These trees are relatively easy to grow and it seems that everyone wants one when they are flowering. This deciduous tree is native to South and Central America, and has been introduced to the Caribbean islands, United States, Kenya, and India. It grows best in warm and moist climates when in full sun.
Sometimes evergreen but most often deciduous, golden trumpet tree has four-inch-long silvery leaves with tan, fuzzy undersides. These leaves drop for a short period in April to May, and it is at this time that the trees put on their heaviest flowering display, the trumpet-shaped, bright yellow blossoms appearing in clusters. Some trees produce a small number of flowers sporadically throughout the warm season. The eight-inch-long seeds which follow are brown, hairy, and persist on the tree through the winter.
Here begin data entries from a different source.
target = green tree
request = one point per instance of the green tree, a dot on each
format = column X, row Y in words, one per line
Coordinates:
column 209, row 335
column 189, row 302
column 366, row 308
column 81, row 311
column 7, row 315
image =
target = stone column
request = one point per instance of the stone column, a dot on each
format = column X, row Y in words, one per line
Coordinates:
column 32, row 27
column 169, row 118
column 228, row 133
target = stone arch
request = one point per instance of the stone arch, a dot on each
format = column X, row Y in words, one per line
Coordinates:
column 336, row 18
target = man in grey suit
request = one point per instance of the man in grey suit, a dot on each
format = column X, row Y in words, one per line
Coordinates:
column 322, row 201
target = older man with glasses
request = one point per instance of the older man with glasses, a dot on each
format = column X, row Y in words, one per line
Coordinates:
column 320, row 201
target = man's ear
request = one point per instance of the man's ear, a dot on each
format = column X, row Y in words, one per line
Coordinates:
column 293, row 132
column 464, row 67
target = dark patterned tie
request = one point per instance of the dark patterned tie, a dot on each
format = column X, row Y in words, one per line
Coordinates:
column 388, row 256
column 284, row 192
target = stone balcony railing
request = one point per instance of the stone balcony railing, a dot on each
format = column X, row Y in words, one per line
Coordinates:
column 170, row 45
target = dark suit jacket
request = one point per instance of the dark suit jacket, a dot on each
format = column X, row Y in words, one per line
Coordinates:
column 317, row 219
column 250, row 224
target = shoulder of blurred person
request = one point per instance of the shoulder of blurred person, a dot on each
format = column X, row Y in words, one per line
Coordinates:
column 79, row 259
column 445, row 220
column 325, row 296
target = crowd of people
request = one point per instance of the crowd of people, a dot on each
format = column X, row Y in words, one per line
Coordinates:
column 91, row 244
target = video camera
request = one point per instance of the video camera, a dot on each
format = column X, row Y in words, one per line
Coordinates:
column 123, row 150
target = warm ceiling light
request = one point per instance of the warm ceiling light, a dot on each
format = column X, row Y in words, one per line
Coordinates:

And one very important question: How do you pronounce Tabebuia Trees? tab-eh-BOO-yuh
I love the history of these beautiful, yellow flowering trees. From the Orlando Sentinel:
Garden expert and Orlando Sentinel columnist Tom MacCubbin attributes Central Florida’s first tabebuia trees to late Orlando resident and horticulturalist Mulford Foster, who discovered their seeds along a Brazilian railroad in the early 1900s.
Also marking tabebuia history 51 years ago was Martin Andersen, former owner, publisher and editor of the Sentinel-Star, now the Orlando Sentinel.
He promoted a sale of tabebuia trees, each two or three years old, for $1.50 ($11.30 in today’s dollars) to raise cash for Edgewater High School’s band trip to the World’s Fair in New York.
The Sentinel doors opened at 8 a.m. and 2,300 trees sold in an hour.
Demand triggered a “mammoth traffic jam for blocks on all sides of the newspaper,” according to a Sentinel-Star account. Nearly 6,000 trees were picked up by early afternoon, a complete sellout.
“We could have sold 25,000 trees,” a newspaper vice president, Charles Brumback, said afterward. He became chief executive for Tribune Co. after it bought the Sentinel.
The flower show is spectacular, but short lived. Enjoy our few weeks of these spectacular blooms!